- August 8, 2017
- Posted by: admin
- Category: Daily News
- The International Monetary Fund has flagged overheating risks for the Philippine economy, which is nonetheless, forecast to grow slower in 2017, albeit still within target.
- “The combination of rapid credit growth, buoyant private investment and fiscal expansion could lead to overheating,” the multilateral agency said in a statement concluding its annual review of the economy.
- For 2017, the IMF trimmed its growth forecast for the Philippines to 6.6% from 6.8% previously. IMF’s outlook remains within the government’s growth target of 6.5 to 7.5% for 2017. For 2018, growth could pick up to 6.8%, below the 7-8% goal.
- Risks against growth also exist externally from a slowdown in China, tightening credit conditions in the US to rising protectionism that could derail trade. Inflation, meanwhile, could end up at “the center of the target band” of 2 to 4%, making current monetary policy stance “appropriate.” As of Jul 17, inflation hit 3.1%.
- On the supply side, the IMF calls for the passage of the first tax reform bill currently pending at the Senate “to expand the productive capacity of the economy.” This, it said, will help ensure resources are available to finance the Duterte administration’s ambitious PHP8tr infrastructure agenda, while keeping the budget deficit in check, and thus avoiding large debts.

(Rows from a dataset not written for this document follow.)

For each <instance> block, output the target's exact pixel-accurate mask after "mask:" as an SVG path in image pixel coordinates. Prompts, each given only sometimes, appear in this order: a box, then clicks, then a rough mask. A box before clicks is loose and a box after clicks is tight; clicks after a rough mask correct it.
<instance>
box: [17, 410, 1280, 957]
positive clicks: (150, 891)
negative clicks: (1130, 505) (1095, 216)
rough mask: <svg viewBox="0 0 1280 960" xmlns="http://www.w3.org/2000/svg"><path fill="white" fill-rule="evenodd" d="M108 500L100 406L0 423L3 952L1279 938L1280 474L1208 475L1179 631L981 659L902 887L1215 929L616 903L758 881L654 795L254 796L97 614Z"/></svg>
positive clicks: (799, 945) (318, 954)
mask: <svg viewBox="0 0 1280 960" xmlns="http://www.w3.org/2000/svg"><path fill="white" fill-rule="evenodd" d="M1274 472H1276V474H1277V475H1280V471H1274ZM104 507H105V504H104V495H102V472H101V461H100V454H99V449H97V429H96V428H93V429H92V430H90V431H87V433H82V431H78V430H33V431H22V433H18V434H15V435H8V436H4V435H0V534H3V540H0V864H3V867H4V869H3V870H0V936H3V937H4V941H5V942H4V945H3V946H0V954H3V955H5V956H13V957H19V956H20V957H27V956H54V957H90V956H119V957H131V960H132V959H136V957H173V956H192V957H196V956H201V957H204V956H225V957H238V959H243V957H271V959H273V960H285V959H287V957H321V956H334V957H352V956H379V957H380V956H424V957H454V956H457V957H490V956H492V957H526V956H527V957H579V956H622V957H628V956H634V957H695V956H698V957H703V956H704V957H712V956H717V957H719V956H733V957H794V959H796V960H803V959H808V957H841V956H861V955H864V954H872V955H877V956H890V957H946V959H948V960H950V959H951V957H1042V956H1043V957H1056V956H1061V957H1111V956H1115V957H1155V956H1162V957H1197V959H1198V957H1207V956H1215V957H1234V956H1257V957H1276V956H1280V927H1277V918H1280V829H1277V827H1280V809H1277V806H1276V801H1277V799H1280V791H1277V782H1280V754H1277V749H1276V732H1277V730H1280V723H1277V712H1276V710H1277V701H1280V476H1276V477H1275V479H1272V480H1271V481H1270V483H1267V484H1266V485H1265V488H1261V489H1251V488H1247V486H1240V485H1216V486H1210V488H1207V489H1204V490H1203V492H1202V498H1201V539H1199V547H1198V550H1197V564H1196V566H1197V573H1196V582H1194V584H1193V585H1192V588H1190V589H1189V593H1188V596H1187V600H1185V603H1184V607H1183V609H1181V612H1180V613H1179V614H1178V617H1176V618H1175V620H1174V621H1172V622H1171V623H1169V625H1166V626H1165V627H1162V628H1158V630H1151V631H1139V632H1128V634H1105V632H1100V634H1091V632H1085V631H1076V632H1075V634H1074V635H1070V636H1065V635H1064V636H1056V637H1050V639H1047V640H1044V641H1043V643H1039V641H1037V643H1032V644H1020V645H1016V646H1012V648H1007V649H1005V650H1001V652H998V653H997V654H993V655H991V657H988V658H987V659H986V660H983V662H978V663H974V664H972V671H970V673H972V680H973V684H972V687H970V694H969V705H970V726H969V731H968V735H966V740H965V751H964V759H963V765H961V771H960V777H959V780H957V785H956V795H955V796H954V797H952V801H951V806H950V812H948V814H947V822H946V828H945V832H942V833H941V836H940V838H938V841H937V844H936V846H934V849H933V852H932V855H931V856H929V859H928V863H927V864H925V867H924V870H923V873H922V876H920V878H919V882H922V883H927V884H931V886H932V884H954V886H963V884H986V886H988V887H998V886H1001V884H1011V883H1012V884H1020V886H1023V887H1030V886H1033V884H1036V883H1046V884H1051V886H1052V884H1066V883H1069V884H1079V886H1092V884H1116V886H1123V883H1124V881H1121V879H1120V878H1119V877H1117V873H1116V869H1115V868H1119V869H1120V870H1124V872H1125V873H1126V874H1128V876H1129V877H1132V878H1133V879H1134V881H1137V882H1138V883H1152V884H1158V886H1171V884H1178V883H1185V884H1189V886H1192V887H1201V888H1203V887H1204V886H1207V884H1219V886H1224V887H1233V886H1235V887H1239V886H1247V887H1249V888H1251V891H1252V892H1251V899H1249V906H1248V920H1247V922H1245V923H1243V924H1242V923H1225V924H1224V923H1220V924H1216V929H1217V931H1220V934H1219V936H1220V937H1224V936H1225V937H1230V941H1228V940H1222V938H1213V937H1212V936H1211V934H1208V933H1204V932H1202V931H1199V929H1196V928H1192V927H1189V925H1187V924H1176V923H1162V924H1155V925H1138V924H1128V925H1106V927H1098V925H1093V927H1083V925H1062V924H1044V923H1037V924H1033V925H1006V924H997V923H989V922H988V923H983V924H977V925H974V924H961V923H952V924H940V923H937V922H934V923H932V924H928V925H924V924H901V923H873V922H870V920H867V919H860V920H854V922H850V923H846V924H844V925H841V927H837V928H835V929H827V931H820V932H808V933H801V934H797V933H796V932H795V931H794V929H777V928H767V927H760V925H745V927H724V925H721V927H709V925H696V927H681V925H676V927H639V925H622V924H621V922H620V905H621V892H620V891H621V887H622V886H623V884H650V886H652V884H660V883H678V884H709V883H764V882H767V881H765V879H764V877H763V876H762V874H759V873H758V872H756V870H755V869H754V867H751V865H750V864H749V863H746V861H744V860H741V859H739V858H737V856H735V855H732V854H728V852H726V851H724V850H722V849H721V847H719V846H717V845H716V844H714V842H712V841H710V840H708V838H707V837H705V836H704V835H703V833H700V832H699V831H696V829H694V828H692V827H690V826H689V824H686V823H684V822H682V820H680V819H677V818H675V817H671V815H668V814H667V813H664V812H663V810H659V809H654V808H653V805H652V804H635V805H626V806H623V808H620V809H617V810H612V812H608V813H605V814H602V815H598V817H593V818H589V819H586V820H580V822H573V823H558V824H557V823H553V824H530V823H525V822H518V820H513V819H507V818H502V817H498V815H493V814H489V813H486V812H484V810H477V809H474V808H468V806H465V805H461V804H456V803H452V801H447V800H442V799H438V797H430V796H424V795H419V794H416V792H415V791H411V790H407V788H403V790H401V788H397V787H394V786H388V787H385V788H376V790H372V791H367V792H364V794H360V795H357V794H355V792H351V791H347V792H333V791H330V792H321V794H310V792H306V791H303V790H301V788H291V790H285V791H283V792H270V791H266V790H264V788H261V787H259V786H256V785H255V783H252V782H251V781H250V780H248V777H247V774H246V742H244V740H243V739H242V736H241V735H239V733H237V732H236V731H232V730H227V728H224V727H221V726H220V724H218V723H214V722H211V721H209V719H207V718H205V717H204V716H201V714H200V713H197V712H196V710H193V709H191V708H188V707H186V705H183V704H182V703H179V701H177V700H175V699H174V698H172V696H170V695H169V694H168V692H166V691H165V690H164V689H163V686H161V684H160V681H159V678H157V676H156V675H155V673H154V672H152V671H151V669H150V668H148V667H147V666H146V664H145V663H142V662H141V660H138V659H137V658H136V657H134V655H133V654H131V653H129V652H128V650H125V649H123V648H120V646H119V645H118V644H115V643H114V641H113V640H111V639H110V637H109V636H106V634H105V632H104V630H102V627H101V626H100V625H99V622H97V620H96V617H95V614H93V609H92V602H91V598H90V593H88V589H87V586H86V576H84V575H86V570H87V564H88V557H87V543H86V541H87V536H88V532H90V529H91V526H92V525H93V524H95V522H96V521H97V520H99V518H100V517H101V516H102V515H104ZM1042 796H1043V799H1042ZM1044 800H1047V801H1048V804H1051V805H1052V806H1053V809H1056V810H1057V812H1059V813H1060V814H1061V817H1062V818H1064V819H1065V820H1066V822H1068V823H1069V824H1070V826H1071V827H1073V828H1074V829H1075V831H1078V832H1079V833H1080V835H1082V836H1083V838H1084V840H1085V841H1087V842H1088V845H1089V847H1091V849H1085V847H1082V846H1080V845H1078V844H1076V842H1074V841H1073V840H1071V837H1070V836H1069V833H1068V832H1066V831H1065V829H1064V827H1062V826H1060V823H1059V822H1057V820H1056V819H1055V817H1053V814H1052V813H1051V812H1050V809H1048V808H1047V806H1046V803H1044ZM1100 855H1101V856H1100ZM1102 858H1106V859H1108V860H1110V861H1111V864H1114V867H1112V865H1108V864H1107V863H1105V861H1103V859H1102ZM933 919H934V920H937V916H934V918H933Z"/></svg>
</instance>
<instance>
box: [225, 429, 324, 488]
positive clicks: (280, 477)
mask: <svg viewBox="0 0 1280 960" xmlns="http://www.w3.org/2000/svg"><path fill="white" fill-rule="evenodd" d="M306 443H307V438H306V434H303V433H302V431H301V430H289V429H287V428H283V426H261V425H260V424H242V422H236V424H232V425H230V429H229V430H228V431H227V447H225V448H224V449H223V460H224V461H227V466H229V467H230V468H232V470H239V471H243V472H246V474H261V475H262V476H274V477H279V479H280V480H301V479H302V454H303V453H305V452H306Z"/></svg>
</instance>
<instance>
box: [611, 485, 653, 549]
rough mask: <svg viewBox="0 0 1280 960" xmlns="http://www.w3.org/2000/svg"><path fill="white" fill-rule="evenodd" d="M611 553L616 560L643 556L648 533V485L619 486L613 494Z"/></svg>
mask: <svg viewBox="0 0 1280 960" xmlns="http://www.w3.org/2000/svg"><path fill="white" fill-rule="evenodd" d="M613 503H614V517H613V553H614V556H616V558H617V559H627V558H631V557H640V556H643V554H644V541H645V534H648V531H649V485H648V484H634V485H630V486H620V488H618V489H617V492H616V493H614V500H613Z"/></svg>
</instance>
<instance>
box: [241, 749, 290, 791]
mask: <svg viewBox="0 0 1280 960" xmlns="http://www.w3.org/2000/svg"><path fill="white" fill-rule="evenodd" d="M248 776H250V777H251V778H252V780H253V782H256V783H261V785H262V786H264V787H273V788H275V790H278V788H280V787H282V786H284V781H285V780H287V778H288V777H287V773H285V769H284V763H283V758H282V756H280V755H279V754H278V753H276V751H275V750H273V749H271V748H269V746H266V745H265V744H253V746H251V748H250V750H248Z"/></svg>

- IMF also called on the government to end rice import limits “to help reduce consumer prices and poverty,” while supporting farmers that will be affected. President Rodrigo Duterte has extended for three years the cap on rice shipments, in place for more than a decade now, meant to protect local farmer produce against cheaper imports. This, in turn, has led to high rice prices.